Governors say the darndest things

Posted By on Thu, Oct 28, 2010 at 5:37 PM

I can't explain why the blogging has fallen off as late, especially with an election so close at hand. I guess it's for the same reason that, when you see a collision with a freight train coming, you sort of lose interest in fiddling with the radio.

But I'm struck by this news, from the Allentown Morning Call: Ex-governor Tom Ridge -- who these days is pimping the Marcellus Shale gas-drilling industry -- is apparently less hostile to a tax on natural gas than Tom Corbett, the GOP front-runner for Ridge's old job.
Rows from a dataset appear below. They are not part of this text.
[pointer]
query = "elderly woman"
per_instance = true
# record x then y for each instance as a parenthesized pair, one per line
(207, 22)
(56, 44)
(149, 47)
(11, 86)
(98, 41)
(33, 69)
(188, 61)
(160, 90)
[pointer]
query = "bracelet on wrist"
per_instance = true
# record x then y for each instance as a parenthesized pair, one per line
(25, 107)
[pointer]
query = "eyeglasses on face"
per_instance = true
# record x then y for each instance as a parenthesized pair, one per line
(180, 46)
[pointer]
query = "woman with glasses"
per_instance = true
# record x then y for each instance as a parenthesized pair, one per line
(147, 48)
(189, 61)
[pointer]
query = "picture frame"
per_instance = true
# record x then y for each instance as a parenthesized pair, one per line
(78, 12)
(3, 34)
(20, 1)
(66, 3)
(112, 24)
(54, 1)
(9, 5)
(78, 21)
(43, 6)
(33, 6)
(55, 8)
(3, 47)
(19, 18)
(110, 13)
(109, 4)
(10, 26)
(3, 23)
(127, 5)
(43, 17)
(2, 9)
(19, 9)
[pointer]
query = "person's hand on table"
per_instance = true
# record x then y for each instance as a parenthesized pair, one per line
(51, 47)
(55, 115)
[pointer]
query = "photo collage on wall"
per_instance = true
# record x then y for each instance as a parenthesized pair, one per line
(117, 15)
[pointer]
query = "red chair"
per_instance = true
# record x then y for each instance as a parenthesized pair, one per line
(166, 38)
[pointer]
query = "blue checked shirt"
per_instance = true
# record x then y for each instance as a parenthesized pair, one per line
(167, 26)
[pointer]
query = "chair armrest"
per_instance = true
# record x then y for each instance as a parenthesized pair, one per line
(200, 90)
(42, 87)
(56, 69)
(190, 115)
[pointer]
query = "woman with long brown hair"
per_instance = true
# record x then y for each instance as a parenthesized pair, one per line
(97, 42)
Corbett, dutifully reading from the Repubican catechism, opposes new taxes of any kind. But ... 

Ridge ... said he believes Pennsylvanians would accept Corbett breaking his pledge on a shale tax because they'd feel no personal impact and would be getting something in return for it.
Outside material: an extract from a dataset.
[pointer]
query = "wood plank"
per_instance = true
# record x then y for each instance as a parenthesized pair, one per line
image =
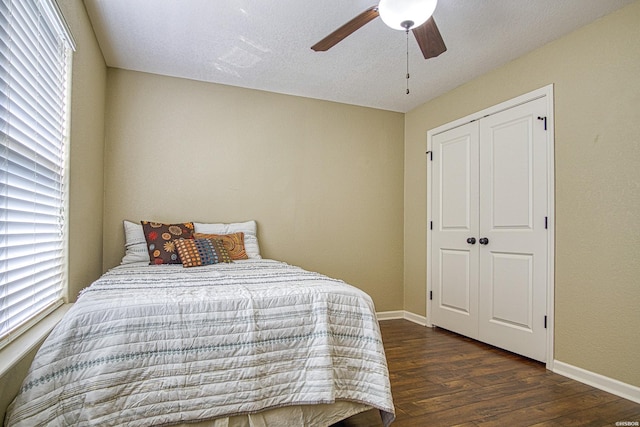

"I've got to say that, if the dollars were going to a specific cause -- enforcement, regulation, support [for] local communities, counties -- I personally don't think the public would view that as going back on his pledge," Ridge said. "It wouldn't affect them, it would socialize the benefit of these companies' presence. But I have to let Tom make that decision -- if he wins, and I think he will."

Democrats have of course seized on this as proof that Corbett is too extreme. ("It's become more and more clear that Tom Corbett is ... out of the mainstream," a state Democratic official claimed in a release issued today.)

Which is no doubt true. I mean, natural gas is taxed by even Republican states with significant natural gas industries. TEXAS has a tax on natural gas, for God's sake. We're going to be more beholden to the fossil-fuels business than fucking TEXAS?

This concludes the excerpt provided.